There are now a variety of effective patient safety programs,38 but no easy way of deciding which should have priority in an overarching patient safety strategy. Decision makers can use our research to prioritize among the 6 incidents, and allocate resources into further research and implementation of actual interventions according to the overall burden that is caused by each class of incident. Our results suggest placing high attention on the prevention of pressure ulcers. If burden to patients is main concern, then equal attention should be given to preventing deaths in low-mortality HRGs. This is not straightforward because these deaths may have varied causes related to general hospital performance. If financial burden to hospitals is a concern, then interventions to prevent and treat DVT/PE should receive high priority for policy action. Our results suggest that preventable postoperative sepsis, hip fractures, and central-line infections cause comparably small burden, which of course may reflect the considerable efforts that have already been invested in their prevention.

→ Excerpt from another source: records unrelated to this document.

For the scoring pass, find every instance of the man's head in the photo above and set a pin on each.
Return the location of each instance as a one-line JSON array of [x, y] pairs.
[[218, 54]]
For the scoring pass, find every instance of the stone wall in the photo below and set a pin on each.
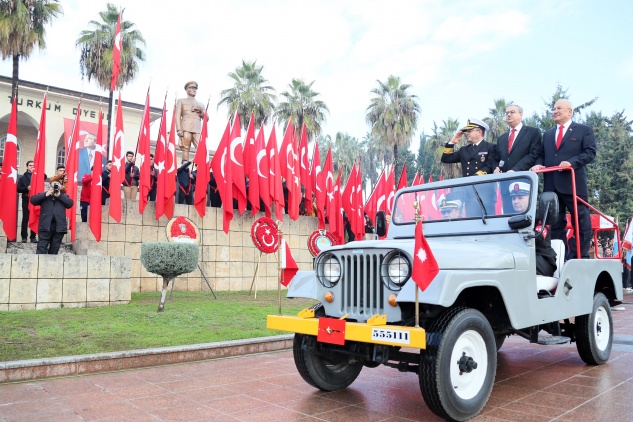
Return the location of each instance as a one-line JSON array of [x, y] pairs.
[[228, 261], [30, 281]]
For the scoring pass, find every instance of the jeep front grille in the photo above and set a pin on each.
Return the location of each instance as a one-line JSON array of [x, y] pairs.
[[362, 291]]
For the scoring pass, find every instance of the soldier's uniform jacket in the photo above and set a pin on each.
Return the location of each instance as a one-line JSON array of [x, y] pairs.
[[475, 160], [190, 121]]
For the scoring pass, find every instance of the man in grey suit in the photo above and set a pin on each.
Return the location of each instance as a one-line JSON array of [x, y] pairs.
[[517, 150], [568, 144]]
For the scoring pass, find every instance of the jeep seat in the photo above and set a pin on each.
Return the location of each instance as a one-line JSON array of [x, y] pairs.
[[549, 284]]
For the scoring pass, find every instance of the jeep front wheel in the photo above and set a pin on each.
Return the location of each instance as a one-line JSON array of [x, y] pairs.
[[594, 332], [458, 368], [329, 372]]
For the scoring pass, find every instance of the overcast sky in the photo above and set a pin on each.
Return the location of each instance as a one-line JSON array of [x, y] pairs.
[[458, 56]]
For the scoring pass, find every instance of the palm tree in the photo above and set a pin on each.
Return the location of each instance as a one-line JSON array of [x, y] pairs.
[[96, 49], [301, 106], [22, 27], [393, 113], [249, 94]]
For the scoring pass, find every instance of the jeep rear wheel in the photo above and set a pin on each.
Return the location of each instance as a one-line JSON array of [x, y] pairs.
[[594, 332], [328, 373], [458, 368]]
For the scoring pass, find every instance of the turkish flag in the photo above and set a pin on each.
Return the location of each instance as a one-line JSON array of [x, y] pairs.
[[263, 170], [118, 168], [276, 187], [293, 183], [285, 151], [304, 171], [222, 170], [316, 176], [72, 158], [9, 181], [37, 178], [170, 169], [329, 184], [116, 55], [425, 266], [96, 185], [289, 266], [201, 159], [143, 151], [236, 161], [402, 183], [159, 163], [250, 165]]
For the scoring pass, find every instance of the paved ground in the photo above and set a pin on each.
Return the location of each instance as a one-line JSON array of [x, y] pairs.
[[534, 383]]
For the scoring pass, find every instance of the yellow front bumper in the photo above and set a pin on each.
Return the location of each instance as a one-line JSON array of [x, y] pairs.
[[354, 331]]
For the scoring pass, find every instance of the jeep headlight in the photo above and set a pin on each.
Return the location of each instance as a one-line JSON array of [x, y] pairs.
[[396, 270], [329, 271]]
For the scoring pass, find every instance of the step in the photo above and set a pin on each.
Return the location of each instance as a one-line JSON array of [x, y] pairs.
[[549, 340]]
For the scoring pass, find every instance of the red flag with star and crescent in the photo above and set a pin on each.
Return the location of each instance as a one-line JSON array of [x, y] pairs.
[[425, 266], [118, 168], [116, 55], [9, 181], [96, 186], [39, 163], [159, 163]]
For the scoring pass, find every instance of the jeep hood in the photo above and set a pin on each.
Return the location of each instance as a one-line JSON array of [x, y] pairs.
[[450, 254]]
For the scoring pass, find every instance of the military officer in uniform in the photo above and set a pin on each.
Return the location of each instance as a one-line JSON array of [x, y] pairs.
[[189, 113], [476, 158]]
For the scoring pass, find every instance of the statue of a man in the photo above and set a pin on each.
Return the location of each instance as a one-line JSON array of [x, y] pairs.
[[189, 113]]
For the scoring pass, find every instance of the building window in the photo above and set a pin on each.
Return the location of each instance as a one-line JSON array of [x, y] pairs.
[[61, 156], [3, 140]]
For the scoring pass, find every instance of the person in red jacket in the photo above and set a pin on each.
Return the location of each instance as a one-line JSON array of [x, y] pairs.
[[84, 198]]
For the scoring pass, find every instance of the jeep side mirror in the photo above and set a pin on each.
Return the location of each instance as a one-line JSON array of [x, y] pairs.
[[381, 223], [519, 222], [547, 208]]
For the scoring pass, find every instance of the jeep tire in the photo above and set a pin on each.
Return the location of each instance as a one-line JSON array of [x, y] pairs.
[[457, 370], [331, 373], [594, 332]]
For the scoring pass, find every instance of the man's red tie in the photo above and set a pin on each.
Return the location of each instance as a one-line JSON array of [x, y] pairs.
[[511, 140], [559, 139]]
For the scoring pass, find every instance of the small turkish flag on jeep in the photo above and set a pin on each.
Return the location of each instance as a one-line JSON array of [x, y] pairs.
[[425, 266]]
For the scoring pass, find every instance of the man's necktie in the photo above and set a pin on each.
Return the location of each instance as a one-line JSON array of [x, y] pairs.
[[511, 140], [559, 139]]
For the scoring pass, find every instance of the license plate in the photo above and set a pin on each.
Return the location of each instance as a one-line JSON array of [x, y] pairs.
[[392, 336]]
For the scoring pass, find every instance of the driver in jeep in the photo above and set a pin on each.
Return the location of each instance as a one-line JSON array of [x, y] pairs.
[[545, 255]]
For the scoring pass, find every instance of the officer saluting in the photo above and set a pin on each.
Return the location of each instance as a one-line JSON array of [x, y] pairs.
[[478, 156]]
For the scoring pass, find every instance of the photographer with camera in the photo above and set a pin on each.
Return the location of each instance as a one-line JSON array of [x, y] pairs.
[[52, 227]]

To place our findings in context, the burden caused by the 6 safety incidents is roughly comparable with the UK burden of Multiple Sclerosis (80 DALYs per 100,000), HIV/AIDS and Tuberculosis (63 DALYs), Cervical Cancer (58 DALYs), or Interpersonal Violence (57 DALYs).39 Our estimate is higher than the Global Burden-of-Disease estimate of Disability-adjusted Life-years lost to “Adverse effects of medical treatment” for the United Kingdom in 2010 of 44.39 However, these estimates were based on a different methodology, focused on a different set of incidents, and covered a larger population. The question which incidents should receive priority attention requires in addition information on the efficacy and costs of alternative interventions. Our findings can be used in cost-effectiveness studies to place a monetary value on the economic benefits of interventions that prevent incidents and mitigate their negative effects. Studies evaluating patient safety interventions can, when indicator data are available, use our methodology to assess the impact and cost-effectiveness of interventions. It can also be applied to the evaluation of other safety incidents. This will enable us to build a much more accurate picture of the overall burden of unsafe care and the potential clinical and economic benefits of improvements in hospital quality. Ultimately, we hope that our research will help reduce the regrettable and preventable loss of HLYs in hospitals.
The authors thank the Health and Information Centre of the Department of Health England for provision of the data. The authors also thank participants of the meetings of the American Society of Health Economists, Los Angeles, July 2014, and the UK Health Economics Study Group, Lancaster, June 2015, for their comments on earlier versions of this paper.